🚦 3-2-1 Traction — is AI a bubble? Also, original pitches suck!
The cyclical process of validation, learning by doing, extending your runway, and more! Here are 3 ideas from me, 2 ideas from others, and 1 question for you this week.
Welcome to a new week, my friend 👋
Here are 3 ideas from me, 2 ideas from others, and 1 question for you.
This is 3-2-1 Traction. Let’s go. 👇
three ideas from me
one: resist originality in your startup pitch.
Pitches are stories, stories have structure, and structure creates predictability.
Potential investors hear a lot of pitches — hundreds, maybe thousands.
They all start to sound alike, and that’s where you might think it’s best to stand out. To break the mold. To be different.
But it’s actually the time to blend in.
In the sardonic words of one of my favorite tiktokers: everybody’s so creative.

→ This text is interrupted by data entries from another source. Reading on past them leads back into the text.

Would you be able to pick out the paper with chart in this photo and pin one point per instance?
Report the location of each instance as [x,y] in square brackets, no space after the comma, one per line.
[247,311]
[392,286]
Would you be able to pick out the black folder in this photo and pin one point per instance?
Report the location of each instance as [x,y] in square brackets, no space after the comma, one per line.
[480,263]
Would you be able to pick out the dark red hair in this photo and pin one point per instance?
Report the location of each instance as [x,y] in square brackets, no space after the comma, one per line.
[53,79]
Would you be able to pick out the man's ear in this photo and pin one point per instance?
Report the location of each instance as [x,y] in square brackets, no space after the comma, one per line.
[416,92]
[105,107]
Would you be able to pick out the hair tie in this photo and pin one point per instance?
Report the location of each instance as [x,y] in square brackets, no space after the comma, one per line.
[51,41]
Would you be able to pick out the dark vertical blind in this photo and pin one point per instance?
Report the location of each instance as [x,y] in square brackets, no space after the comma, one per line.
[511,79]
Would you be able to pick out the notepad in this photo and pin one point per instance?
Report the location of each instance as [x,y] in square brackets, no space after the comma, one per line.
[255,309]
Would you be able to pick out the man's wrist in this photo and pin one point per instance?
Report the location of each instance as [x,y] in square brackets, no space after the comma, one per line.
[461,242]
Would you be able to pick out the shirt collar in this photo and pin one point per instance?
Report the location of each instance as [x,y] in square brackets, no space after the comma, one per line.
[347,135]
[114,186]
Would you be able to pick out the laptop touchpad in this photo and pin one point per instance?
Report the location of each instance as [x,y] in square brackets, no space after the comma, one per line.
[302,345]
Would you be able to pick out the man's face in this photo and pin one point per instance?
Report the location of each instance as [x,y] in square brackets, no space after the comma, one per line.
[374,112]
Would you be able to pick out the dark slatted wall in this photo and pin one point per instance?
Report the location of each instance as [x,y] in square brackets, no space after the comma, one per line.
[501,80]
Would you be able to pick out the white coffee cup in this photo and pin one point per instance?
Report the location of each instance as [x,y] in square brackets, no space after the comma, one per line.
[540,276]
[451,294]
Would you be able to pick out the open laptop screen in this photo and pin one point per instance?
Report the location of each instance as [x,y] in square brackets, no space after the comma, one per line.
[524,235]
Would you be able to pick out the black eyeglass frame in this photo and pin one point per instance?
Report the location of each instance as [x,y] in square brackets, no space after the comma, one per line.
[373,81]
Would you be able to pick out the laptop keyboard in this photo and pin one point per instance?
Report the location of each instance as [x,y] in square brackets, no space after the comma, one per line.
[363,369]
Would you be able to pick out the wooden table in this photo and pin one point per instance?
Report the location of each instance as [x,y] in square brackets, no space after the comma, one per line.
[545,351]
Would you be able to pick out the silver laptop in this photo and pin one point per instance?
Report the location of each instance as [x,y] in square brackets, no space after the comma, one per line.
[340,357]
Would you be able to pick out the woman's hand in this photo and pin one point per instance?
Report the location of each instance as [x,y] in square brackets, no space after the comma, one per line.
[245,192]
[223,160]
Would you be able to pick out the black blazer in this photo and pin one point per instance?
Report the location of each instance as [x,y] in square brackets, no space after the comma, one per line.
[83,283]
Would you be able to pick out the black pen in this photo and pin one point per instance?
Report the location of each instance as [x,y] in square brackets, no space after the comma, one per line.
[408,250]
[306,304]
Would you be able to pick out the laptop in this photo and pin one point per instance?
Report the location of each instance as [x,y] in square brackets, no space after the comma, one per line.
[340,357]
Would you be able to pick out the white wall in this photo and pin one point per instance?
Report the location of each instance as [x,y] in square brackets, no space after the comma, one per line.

The goal of a pitch isn’t to get a check — it’s to get a second meeting. Ultimately, they’re trying to answer a single question: is this worth further discussion?
Investors are trying to get information as quickly as possible, so that they can digest, evaluate, and compare.
The heavy lifting is actually done by the pitch format: it creates expectations and allows shorthand. When you break that convention, you increase the cognitive burden on the audience, which means we surprisingly hear less of what you’re saying.
Frankly, it’s frustrating. And we just lose interest.
Remember: investors don’t care how fancy your pitch is, or how original the format is.
They care if it’s a good investment.
two: startups are just validation cycles.
The work of a startup is just the cyclical process of validation. If you can’t articulate your current cycle, you’re stuck.
Startup literature is full of cycles:
build, measure, learn;
ideate, experiment, data;
empathize, define, ideate, prototype, test;
observe, think, hypothesize, experiment, reflect;
etc.
But they’re all manifestations of the same thing:
find a question to ask customers;
ask them the question;
revise your priors;
rinse & repeat.
And it wouldn’t be too reductive to say that’s all a startup “is” ontologically.
After all, startups are just organizations incessantly iterating toward a scalable business model.
Yet, paradoxically, the vast majority of founders I talk to can’t articulate what question they’re currently trying to answer, what experiment they’re running, what prototype they’re testing, or why.
This is the very definition of aimlessness.
How precisely are you able to articulate what question you’re trying to answer right now?
three: you can’t learn how to do startups before starting one.
This desire explains the endless supply of books, courses, workshops, webinars, and other ways to procrastinate working on whatever idea a founder has.
That’s not to say that knowledge of process and best practices isn’t valuable — it’s extraordinarily valuable!
But it’s not as valuable as doing the work.
In other words, you could read a book on how to develop good customer interview questions — or you could just talk to a customer. You may not get the best answer, but an imperfect answer today is far better than a perfect answer three weeks from never.
Everyone wants to learn how to do it before doing it.
But you actually learn by doing it.
So start this moment today.
two ideas from others
Extending your runway is a creative task. ↗ It’s a simple equation: growth minus burn. But too many founders view “burn” as synonymous with “expenses”. This article lists 7 ways to decrease burn without just cutting expenses or laying off employees. There are many others, if you examine your assumptions creatively.
Are we in an AI bubble? ↗ I’ve been impressed by the flood of AI-powered startups lately, helping with everything from marketing copy to user interface design. They’re immensely valuable, and they point toward the awesome promise of artificial intelligence.
And it seems every other day there’s an AI startup raising a massive round with unicorn valuations.
Case in point — Buzzfeed announced they were going to use ChatGPT to power quizzes, and their stock jumped 260% in two days.
It will triple the company’s value?
I mean… really?
Yet, most of these startups don’t create AI — they just implement AI. That’s useful for users, but is neither defensible nor sustainable for the startup.
And it really doesn’t make for a good investment.
Sure smells like a bubble to me.
one question for you
What are you putting in front of customers this week?
It’s the simplest possible question, but it’s probably the most important.
For me… I’m launching two new podcasts this week: Zero to Traction, a biweekly about how first-time founders create companies that scale; and Startup Meditations, a daily (!) podcast that contains one snippet of startup wisdom for you to ponder.